Há uma cena específica em que Eva e Mikkel meditam em uma grande sala vazia, sentados frente a frente, o jovem insiste que ela feche os olhos também. Sua ameaça mental é brutal para a mulher, a atuação de ambos é contida mas poderosa para transparecer suas intenções e receios. Assim, ele sempre a vence na força sem encostar um dedo nela. Quando Eva cede e fecha os olhos, a iluminação lentamente escurece ao seu redor, construindo um desespero palpável. Nada separa os dois personagens, nada impede que Mikkel avance contra a mulher, o fechar os olhos é como a última instância de segurança sendo perdida e a cena convida a pessoa espectadora a se colocar na posição de Eva, nessa mesma escuridão de insegurança. É claro que Filhos pretende desde o início que a observação fique do lado da mulher (não exatamente a seu favor, mas por um ponto de vista próximo a ela), primeiro manipulando a perspectiva e depois provocando que se questione essa escolha - que é inevitavelmente do próprio filme, impossível de se escapar - por conta das atitudes problemáticas de Eva. De certa forma, acompanhar o ponto de vista dela e absorver a empatia entregue, é ao mesmo tempo torcer pela personagem e temer por sua vida, tornando Mikkel de qualquer forma um vilão por sua imprevisibilidade. Não é apenas o passado que o condena, mas o fato de quem assiste estar constantemente observando seus ímpetos agressivos sem saber o que esperar de seu próximo passo. 
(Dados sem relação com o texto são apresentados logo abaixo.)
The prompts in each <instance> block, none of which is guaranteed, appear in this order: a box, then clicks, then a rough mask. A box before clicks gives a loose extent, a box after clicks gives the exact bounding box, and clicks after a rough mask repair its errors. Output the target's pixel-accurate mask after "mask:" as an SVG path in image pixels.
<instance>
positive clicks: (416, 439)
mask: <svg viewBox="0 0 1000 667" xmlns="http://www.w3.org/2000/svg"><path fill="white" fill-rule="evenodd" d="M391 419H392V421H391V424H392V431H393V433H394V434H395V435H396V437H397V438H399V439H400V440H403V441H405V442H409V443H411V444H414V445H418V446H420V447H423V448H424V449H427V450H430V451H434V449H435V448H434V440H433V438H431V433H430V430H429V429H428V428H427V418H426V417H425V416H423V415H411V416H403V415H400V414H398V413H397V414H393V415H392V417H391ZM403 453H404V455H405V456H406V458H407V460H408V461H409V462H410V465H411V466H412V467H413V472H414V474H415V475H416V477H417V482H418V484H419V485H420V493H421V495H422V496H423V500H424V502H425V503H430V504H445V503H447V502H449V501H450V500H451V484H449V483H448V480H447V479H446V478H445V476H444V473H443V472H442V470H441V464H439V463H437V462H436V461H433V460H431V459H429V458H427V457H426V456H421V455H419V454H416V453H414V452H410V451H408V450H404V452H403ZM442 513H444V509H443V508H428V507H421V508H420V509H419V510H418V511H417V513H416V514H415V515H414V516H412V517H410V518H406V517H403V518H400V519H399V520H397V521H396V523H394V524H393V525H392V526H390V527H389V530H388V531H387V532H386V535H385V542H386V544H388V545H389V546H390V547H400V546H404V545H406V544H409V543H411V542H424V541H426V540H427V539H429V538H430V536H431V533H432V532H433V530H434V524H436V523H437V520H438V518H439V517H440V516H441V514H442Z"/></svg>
A chantagem que é até muito bem compreendida, visto tudo que Eva fez a ele, coloca ambos em um jogo sem saída. No entanto, há uma ambiguidade na protagonista, ela é tão vulnerável perante seu inimigo, que tememos quando não há barreiras entre os dois, quanto tem vantagens violentas contra ele. Mikkel a oprime mais mentalmente, enquanto Eva se aproveita do aparato ao seu redor para o vencer fisicamente, é o caso da agressão que gera todo o descontrole, da exaustão de todas as punições e solitárias que ela o faz passar, e quando ela quase o mata nas últimas consequências. Nos segundos que antecipam o entendimento de vida ou morte do detento, Filhos parece dizer que apenas um dos dois pode sobreviver a isso tudo e, nesse tempo, desafia mais uma vez os limites éticos que se dão por abraçar o ponto de vista dado e construído no longa para pensar a própria humanidade dos cúmplices espectadores. É aceitável ficar do lado desse assassinato e de todas as violências que Eva provoca em sua vingança? O sistema carcerário existe para punir e apenas isso? São algumas das perguntas que Gustav Möller levanta em sua tela ao aproximar Eva do público, retratando a pessoa do outro lado da grade como um monstro a ser combatido.